В один из дней она, вернувшись, сказала:

– Что ж, сладкого тебе нельзя, так что получай-ка орехи. – И насыпала в глубокую керамическую миску земляных орехов – с верхом.

Орехи мне очень понравились. В отличие от орехов надземных, эти были похожи на белых шершавых гусениц, смачно лопались, если сдавить их в пальцах. Кроме того, вместо одного ядрышка у них внутри было по два, а то и по три, и каждый орешек был укутан дивной красной шелухой, совсем невесомой, которую легко можно было просто сдунуть. Теперь у меня было занятие – не все же крутить глобус, который мне подсунула

Толпыгина, полагая, очевидно, что, скажем, ее рассказы об Африке и в придачу чтение Айболита поможет мне сносно произнести фр вместо

фл . Не все же – еще одно ухищрение хозяйки – листать громадный немецкий атлас мира, который я упорно называл атрас , ну, как

матлас . Нет, орехи были много интереснее, с ними я, если уж взрослым так хочется, скажу как-нибудь р к месту, ведь внутри

орех оно было.

В первый раз я умял всю миску и ужинать уже не мог. На следующий день моя воспитательница принесла следующую порцию, я съел и ее, и к ночи у меня подскочила температура, я облевал всю постель, впал в забытье и бредил. В бреду, мне потом сказали, я хорошо выговаривал

Толпыгина , по-видимому, зовя свою кавалершу . Короче говоря, орехи отравили меня, потому что маленький человек не должен съедать земляных орехов в количестве, которое тянет на четверть его собственного веса.

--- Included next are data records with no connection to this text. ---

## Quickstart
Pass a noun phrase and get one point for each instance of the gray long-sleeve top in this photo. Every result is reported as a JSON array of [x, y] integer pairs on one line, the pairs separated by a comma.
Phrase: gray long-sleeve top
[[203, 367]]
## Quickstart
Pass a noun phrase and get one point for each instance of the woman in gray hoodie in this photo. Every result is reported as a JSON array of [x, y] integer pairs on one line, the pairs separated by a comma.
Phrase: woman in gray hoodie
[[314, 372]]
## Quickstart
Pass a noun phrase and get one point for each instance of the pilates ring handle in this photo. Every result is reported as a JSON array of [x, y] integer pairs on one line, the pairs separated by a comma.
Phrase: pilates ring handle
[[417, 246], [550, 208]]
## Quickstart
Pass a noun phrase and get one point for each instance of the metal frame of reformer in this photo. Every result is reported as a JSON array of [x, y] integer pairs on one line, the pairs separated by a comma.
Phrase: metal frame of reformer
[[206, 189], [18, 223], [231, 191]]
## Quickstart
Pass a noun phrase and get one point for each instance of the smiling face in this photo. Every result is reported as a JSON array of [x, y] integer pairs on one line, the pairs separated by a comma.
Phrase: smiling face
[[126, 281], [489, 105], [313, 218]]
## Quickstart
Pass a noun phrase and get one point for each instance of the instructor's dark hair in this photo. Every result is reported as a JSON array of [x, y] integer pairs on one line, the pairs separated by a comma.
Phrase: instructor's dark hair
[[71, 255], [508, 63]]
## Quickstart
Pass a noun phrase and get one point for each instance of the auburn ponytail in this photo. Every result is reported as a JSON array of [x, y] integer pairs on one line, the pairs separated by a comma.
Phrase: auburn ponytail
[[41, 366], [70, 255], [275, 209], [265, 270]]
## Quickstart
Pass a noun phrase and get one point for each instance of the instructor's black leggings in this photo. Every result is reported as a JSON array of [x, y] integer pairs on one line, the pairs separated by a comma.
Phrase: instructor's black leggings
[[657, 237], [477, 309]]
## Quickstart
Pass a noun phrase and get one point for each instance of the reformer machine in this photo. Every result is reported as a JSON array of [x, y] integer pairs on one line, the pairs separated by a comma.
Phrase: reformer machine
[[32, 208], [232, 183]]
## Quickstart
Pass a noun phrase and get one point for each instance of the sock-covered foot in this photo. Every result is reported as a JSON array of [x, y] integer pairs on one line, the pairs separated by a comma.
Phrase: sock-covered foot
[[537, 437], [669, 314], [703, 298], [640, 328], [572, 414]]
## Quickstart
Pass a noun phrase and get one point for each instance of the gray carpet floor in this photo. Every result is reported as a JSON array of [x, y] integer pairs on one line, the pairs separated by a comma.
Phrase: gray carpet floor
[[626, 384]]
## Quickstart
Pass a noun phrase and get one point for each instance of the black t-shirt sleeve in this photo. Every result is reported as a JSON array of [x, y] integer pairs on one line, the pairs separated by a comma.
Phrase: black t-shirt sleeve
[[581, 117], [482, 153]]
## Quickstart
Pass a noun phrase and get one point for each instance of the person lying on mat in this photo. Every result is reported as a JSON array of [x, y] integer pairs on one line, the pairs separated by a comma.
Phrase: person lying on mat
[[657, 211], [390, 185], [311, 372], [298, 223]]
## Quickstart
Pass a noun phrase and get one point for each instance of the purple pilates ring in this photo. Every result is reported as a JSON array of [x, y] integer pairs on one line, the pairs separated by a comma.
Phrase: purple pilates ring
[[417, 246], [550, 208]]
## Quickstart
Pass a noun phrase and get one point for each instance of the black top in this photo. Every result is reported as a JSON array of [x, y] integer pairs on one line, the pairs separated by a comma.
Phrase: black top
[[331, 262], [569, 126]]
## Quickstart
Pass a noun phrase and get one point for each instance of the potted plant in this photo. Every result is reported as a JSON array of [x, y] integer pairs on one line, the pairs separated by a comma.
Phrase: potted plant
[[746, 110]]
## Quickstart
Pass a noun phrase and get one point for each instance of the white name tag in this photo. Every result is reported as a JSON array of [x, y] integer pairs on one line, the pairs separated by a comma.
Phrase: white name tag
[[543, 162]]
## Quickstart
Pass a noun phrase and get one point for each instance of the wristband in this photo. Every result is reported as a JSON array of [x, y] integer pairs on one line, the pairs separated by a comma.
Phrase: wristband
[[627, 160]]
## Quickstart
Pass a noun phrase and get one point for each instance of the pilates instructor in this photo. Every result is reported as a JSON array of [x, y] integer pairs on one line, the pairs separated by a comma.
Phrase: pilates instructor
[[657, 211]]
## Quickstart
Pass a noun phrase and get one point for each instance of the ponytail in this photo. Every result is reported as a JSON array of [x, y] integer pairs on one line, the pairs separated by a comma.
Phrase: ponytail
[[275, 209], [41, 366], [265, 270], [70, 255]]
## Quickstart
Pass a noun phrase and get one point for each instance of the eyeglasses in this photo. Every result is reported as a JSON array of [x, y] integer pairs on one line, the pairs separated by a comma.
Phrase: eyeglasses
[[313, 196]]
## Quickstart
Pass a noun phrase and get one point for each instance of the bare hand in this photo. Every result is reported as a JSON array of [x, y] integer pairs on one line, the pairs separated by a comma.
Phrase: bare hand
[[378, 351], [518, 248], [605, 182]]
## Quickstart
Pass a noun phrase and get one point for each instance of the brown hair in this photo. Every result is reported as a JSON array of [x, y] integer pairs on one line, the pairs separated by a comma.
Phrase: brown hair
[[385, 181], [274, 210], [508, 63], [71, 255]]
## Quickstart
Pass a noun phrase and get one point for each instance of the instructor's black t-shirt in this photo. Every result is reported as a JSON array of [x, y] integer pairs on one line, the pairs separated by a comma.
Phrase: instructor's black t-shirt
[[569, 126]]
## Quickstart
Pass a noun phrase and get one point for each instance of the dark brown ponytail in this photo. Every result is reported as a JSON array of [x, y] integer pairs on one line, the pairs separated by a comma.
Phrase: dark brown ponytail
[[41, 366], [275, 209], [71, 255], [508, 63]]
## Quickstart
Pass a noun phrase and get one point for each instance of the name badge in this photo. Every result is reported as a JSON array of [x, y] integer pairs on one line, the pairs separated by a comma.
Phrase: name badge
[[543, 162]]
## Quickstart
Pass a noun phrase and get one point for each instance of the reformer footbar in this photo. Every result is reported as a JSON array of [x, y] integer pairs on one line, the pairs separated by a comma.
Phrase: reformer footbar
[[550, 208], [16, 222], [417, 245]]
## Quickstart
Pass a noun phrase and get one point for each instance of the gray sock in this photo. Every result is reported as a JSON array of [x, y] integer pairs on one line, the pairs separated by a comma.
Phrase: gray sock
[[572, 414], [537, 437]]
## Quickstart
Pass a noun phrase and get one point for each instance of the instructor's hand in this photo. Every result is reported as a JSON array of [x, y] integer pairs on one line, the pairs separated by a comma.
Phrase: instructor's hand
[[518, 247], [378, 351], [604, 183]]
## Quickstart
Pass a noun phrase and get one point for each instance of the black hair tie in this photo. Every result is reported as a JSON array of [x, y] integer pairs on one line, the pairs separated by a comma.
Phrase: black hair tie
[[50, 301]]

Приходил доктор, мне ставили клизмы, я гадил на простыни, потому что от слабости не мог сползти на горшок, приехала мать, меня закутали, потому что озноб не проходил, вынесли на улицу, положили в такси и увезли в Химки. Меня встретил рыжий кот и бабушка, а из Москвы был вызвал отец. Он ничего не сказал по поводу моего пребывания у материнской подруги, и само это молчание таило грозное осуждение. Он сел у моей кроватки за ширмой на табурете и раскрыл том Жюля Верна.

– Не хочу больше ор-р-рехов, – отчетливо произнес я.

– Вот видишь, Юра! – воскликнула моя мать. – Толпыгина все-таки поставила ему р .

– Вижу, – сказал отец и стал мне читать про капитана Немо.

Матери уже нечего было добавить. И бабушка только покачала головой.

А рыжий кот вспрыгнул на мою кроватку и устроился в ногах.

– А почему у Толпыгиной мужа нет? – спросил я отца. Причем л вышло вполне натурально и вполне к месту.

Отец не ответил, а продолжал читать. Надеюсь, позже Толпыгина вышла замуж за своего психиатра по любви.